If you have to ask, firefighting probably isn't in your blood, he quipped.

It's all about the training, Jost interjected. A basic fire, fighting course is about 80 hours of practical and theoretical instruction, giving fire-fighters the confidence to accomplish what to others might seem foolhardy.

"It's not as big of a risk as some people think it is," said Jost, a 30-year veteran. "You're well trained, and that gives you the confidence to go inside and save a person or property."

While the job is unpaid, the sense of camaraderie that exists within the department and with other firefighters -- is very rewarding, Jost said.

Still, the time commitment can be daunting and Smith said he recognized that before he joined.

"It took me a few years to decide it was the right time because I didn't want to start anything I couldn't put enough time in" Smith said. He joined in 1989, he said, and swore he wouldn't become an officer.

"But I was in for two years and I began to climb the ladder," Smith said, the chief for the past seven years.

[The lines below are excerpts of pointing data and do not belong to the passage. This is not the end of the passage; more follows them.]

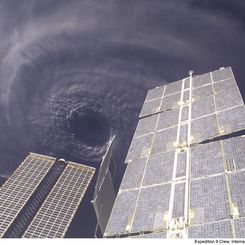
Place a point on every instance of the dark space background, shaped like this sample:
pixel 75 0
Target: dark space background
pixel 74 73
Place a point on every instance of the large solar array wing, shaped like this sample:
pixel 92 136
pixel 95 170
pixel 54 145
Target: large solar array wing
pixel 104 194
pixel 185 172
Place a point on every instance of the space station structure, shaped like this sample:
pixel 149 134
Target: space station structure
pixel 40 199
pixel 185 175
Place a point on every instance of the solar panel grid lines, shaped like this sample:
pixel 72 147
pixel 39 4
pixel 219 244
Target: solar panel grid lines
pixel 205 133
pixel 171 201
pixel 45 211
pixel 227 181
pixel 141 182
pixel 17 199
pixel 71 186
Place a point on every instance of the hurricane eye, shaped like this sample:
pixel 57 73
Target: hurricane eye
pixel 89 126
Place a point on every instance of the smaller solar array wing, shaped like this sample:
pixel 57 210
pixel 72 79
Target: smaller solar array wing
pixel 19 187
pixel 56 213
pixel 183 162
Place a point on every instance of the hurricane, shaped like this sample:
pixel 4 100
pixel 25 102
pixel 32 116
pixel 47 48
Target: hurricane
pixel 73 74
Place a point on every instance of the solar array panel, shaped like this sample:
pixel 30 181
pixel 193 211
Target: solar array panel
pixel 19 187
pixel 42 196
pixel 185 172
pixel 56 213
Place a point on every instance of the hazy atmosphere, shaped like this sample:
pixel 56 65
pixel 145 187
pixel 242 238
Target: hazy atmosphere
pixel 75 73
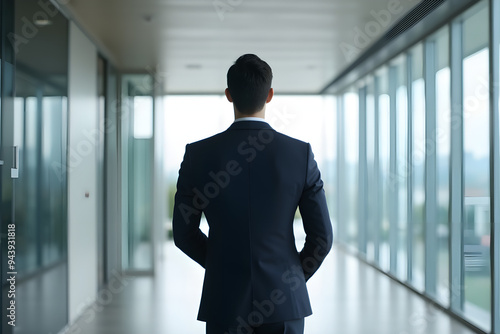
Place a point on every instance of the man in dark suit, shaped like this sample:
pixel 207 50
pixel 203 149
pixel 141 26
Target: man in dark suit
pixel 249 181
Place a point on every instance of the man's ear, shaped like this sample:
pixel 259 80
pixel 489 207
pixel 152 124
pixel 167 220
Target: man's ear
pixel 228 95
pixel 270 95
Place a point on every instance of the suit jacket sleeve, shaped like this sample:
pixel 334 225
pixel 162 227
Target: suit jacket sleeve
pixel 316 220
pixel 187 215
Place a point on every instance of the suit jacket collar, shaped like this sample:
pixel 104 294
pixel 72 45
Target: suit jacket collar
pixel 250 125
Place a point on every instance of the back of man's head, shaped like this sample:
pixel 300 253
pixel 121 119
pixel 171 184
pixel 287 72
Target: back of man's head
pixel 249 81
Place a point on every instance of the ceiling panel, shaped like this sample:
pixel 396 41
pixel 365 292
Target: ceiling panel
pixel 192 43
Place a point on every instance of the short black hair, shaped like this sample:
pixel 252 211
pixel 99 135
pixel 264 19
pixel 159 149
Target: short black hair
pixel 249 81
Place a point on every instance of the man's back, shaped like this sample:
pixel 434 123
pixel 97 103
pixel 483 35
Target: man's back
pixel 249 181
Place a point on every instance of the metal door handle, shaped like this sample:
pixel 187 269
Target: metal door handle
pixel 14 171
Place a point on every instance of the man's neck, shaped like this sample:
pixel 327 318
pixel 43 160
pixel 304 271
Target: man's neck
pixel 258 114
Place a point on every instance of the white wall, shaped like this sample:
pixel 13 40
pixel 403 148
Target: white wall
pixel 82 172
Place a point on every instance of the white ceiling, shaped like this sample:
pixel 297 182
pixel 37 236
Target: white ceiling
pixel 191 43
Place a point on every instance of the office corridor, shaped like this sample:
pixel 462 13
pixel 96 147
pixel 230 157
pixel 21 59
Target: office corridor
pixel 347 295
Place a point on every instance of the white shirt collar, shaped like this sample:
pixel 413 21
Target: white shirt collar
pixel 250 119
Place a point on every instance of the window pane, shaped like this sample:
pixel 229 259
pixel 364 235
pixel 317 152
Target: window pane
pixel 372 177
pixel 384 172
pixel 476 219
pixel 443 117
pixel 402 169
pixel 351 141
pixel 418 166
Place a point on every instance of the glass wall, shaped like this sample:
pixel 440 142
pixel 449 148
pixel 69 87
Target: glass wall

Two departments meet, 40 years later

In June, the two Paul Smiths volunteer fire departments met 40 years after the college department's humble founding. Members from the college department were elated to see that "Sam," the 1942 Army pumper, is still in service as the department's parade truck. A check for $1,600 was raised amongst them and donated for its upkeep.

When the returning, members saw what their experiment had transformed from a ramshackle retired truck to a state-of-the-art fire station, it was a moving moment, King said,

"When we saw what they had that came from something that we had started as a bunch of students 40 years ago," King said, "it was an emotional moment."

After spending about three days with members of the new department, King said, it was like attending a reunion with family members he hadn't met before.